Graeme Sounness’ Brits in Benfica
Have you ever been abroad? It’s not for everyone, with its funny food and incomprehensible language. But if you’ve exhausted the options in your native land, abroad can offer an appealing alternative. Why don’t more English footballers move abroad? When options at the top of the English game are limited, and most of the elite clubs fill their squads with foreigners, why don’t English players look elsewhere for first team football at a decent level, and a nicer living standard?
Joe Cole is enjoying his time in France, tucking into frogs legs with great relish (‘blinding’, apparently), and scoring the occasional goal for Lille. Chris Waddle loved it in Marseille, and look at Glenn Hoddle, who was practically forced out of the country in search of a league that would appreciate his talents (i.e. France). These are all English players with flair and technique – not all our exports have been such rare birds. Last week I read a quote from Brian Deane suggesting more English players should move abroad.
I’d almost forgotten that Deane – a classic English target man who made ‘the mixer’ his second home – had experienced the glamour of top flight football in Portugal with Benfica. Fair play, that’s a hell of a name to have on your CV. Any striker who gets to lead the line for the club with a statue of Eusebio outside the stadium has done something right. Deane did a reasonable job before he was prematurely lured back to England by Middlesbrough. Lesser men would have hurled themselves under one of Lisbon’s trams at the prospect. But, enough about Deane, this isn’t about him; it’s about the bigger story of the surreal experiment he was a part of.
You see, Deane wasn’t the only ex-Premier League man seeking a new life in Lisbon. He was joined by Mark Pembridge, Dean Saunders, Gary Charles, Steve Harkness, Michael Thomas and Scott Minto. What a treat for the supporters of Portugal’s largest and most successful club. Arsenal had the cream of French football, Chelsea the Italian invasion, Liverpool boasted some of the best talent in Spain, and Benfica got the Brits. It must have been quite a culture shock, but with an endearing display of cultural awareness, Harkness took his Christian name as his moniker, and had ‘Steve’ on the back of his shirt. Real Madrid had Raul; Benfica had Steve.
How had this unlikely rabble ended up at one of the giants of European football? For that gift, the lucky fans at the Estadio da Luz had one man to thank, Graeme Souness. With Dean Saunders and Brian Deane up front, Souness had bought a classic British front two – big man, little man – to try and restore some pride to Benfica, who were by now a declining force. In contrast, Porto had recently signed Mario Jardel (166 goals in 169 appearances). What were Benfica thinking? The widely touted view is that they were skint, and there may be evidence to support this conclusion. However, another possible, but unsubstantiated answer, is that the Club’s directors had been on the mother of all drinking sessions, and what started as a bit of joke had got wildly out of hand.
Sure, there would have been some awkward conversations when they sobered up and the hangover kicked in.

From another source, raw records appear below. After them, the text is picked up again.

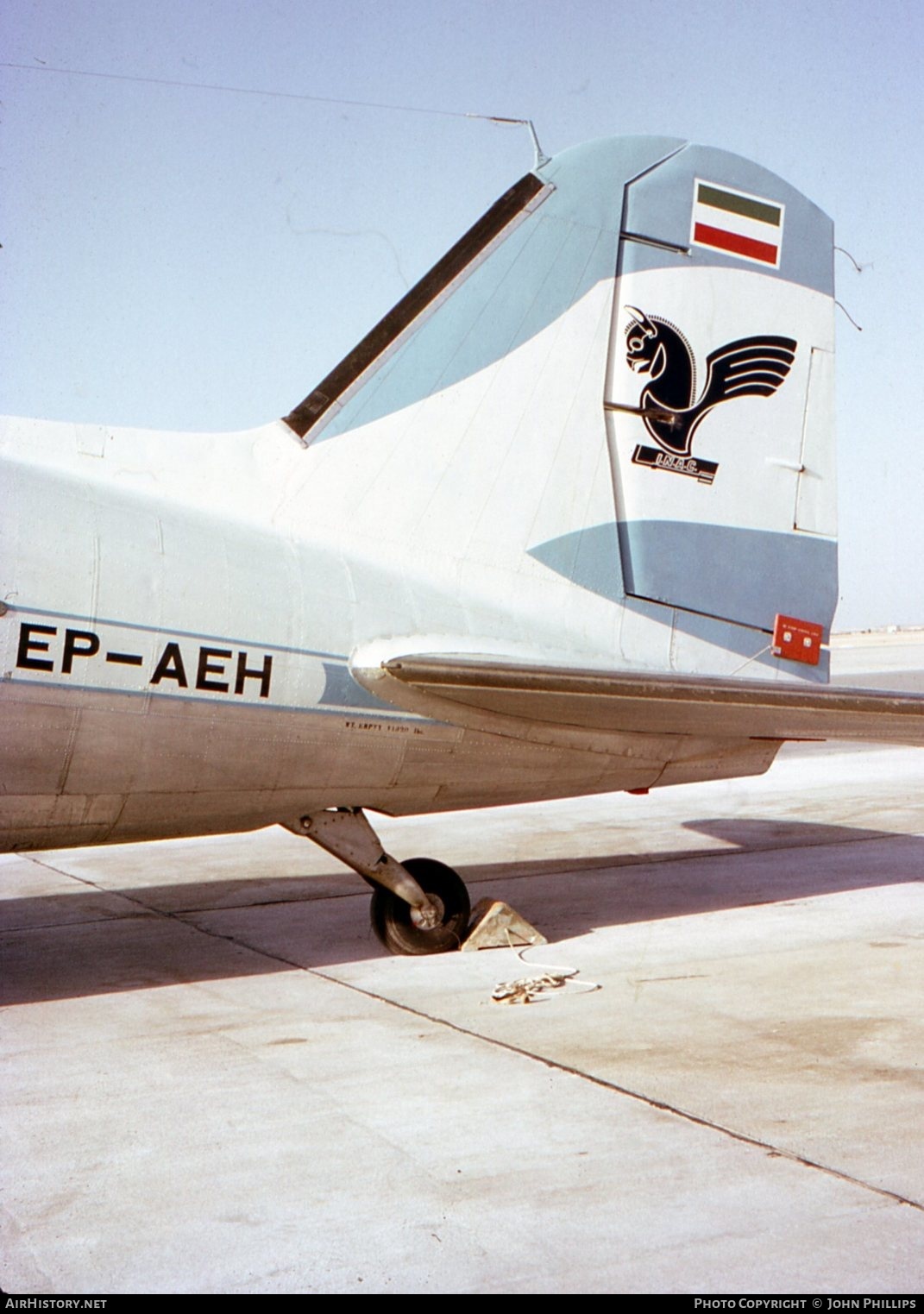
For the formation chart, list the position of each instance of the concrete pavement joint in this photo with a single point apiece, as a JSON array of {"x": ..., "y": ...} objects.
[
  {"x": 773, "y": 1151},
  {"x": 743, "y": 1138}
]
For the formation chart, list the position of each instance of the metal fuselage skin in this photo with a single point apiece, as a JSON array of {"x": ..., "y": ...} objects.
[{"x": 180, "y": 608}]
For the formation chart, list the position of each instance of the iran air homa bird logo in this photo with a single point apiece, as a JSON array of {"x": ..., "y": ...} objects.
[{"x": 669, "y": 406}]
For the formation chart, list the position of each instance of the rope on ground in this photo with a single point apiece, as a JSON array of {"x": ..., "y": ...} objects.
[{"x": 535, "y": 990}]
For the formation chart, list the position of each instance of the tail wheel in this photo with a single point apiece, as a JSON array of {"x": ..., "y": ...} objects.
[{"x": 394, "y": 922}]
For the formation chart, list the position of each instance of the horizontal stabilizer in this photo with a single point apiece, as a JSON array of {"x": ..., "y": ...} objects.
[{"x": 623, "y": 703}]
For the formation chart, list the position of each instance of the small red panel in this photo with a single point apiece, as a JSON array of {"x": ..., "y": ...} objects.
[{"x": 796, "y": 640}]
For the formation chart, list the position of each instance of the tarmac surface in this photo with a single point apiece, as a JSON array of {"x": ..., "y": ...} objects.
[{"x": 216, "y": 1079}]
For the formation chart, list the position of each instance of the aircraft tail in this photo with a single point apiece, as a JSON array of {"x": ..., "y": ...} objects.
[{"x": 607, "y": 416}]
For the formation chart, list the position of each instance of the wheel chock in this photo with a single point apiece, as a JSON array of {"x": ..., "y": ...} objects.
[{"x": 497, "y": 925}]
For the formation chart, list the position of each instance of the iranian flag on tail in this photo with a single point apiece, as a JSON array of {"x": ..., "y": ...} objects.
[{"x": 738, "y": 223}]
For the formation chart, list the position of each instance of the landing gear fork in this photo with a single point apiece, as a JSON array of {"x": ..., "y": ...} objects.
[{"x": 419, "y": 907}]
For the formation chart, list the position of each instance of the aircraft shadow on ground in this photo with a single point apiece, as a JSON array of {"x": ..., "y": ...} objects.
[{"x": 72, "y": 945}]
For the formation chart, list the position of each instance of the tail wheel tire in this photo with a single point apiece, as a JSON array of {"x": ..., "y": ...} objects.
[{"x": 394, "y": 922}]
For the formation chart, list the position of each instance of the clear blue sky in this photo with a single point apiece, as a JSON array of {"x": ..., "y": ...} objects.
[{"x": 182, "y": 258}]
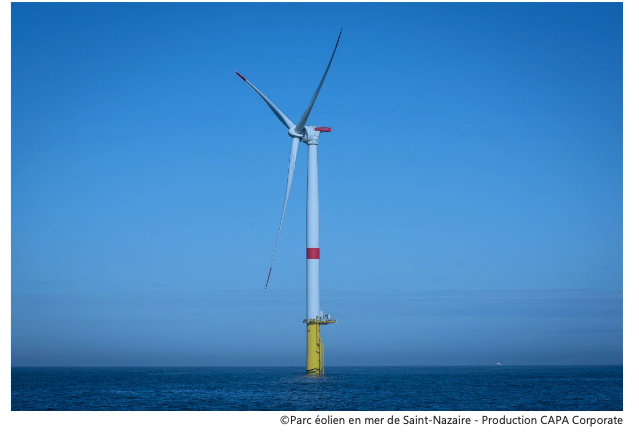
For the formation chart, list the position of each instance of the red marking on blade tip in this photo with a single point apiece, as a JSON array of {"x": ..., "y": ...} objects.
[{"x": 268, "y": 278}]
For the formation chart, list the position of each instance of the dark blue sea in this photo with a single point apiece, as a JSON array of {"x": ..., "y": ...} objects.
[{"x": 495, "y": 388}]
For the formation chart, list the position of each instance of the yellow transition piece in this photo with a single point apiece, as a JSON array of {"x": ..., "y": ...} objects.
[{"x": 314, "y": 352}]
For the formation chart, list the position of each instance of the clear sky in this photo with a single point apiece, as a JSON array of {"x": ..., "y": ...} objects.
[{"x": 471, "y": 190}]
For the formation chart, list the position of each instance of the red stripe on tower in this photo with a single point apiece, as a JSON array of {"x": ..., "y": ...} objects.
[{"x": 312, "y": 253}]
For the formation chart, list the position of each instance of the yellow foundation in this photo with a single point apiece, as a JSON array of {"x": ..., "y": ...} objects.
[{"x": 314, "y": 350}]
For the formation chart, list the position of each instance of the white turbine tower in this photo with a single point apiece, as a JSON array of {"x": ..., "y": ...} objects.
[{"x": 309, "y": 135}]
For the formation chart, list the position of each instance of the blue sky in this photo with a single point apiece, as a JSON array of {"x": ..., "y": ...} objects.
[{"x": 471, "y": 191}]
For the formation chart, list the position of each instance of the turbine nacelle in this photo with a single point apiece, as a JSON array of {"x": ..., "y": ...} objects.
[{"x": 310, "y": 134}]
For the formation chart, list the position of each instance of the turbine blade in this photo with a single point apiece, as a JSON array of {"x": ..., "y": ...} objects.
[
  {"x": 272, "y": 106},
  {"x": 300, "y": 125},
  {"x": 291, "y": 171}
]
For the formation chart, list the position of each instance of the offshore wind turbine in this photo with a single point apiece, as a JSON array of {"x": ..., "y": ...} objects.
[{"x": 300, "y": 132}]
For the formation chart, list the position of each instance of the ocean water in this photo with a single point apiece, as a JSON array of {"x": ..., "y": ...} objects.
[{"x": 500, "y": 388}]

It can’t have been easy trying to break it to Graeme that there’d been some sort of mistake, and they didn’t need him to stay on after all: “You speak to him, it was your idea!”, “No fucking way, this was your idea”, “Bollocks, you said, ‘let’s get the guy who looks like Magnum, the one who stuck the flag in the pitch, haha! he’s mental’”, “Shhhhh! He’s right outside the… Graeme! Good to see you, how are you?”, “Great, just popped in to tell you I’ve had bids accepted for Noel Whelan and Francis Benali.”
You think I’m embellishing (I am), but while Pembridge and Thomas were turning out in midfield, Souness was ignoring the incredible talent that was right under his nose. It was Souness that allowed a young playmaker called Deco to leave the club on a free transfer. He might as well have personally delivered the next umpteen trophies to Porto himself. Needless to say, Souness’s reign did not end well, and all reports suggest he was universally despised by Benfica’s fans when he moved on in 1999.
If you look at the Benfica page on Wikipedia, the period including the Souness era (1994-2003) is simply referred to as ‘the dark years’. There is no mention of players or coaches involved, as if whoever wrote this entry did not want to remind anyone of the events that took place. I’m not surprised. You would probably find many Liverpool fans who describe Souness’ reign at Anfield as their club’s dark years too. Two massive clubs, two dismal records. Oh, Graeme.
It’s hard to contemplate a more drastic and ill-conceived project than the British Benfica. So, next time you’re encouraging our boys to pack their suitcase, spare a thought for the natives. To think that Benfica’s recent line ups have featured Angel De Maria, Javier Saviola, Oscar Cardozo and Pablo Aimar. It could have been Steve Bruce managing Paul Konchesky, Jay Bothroyd and Jermaine Jenas.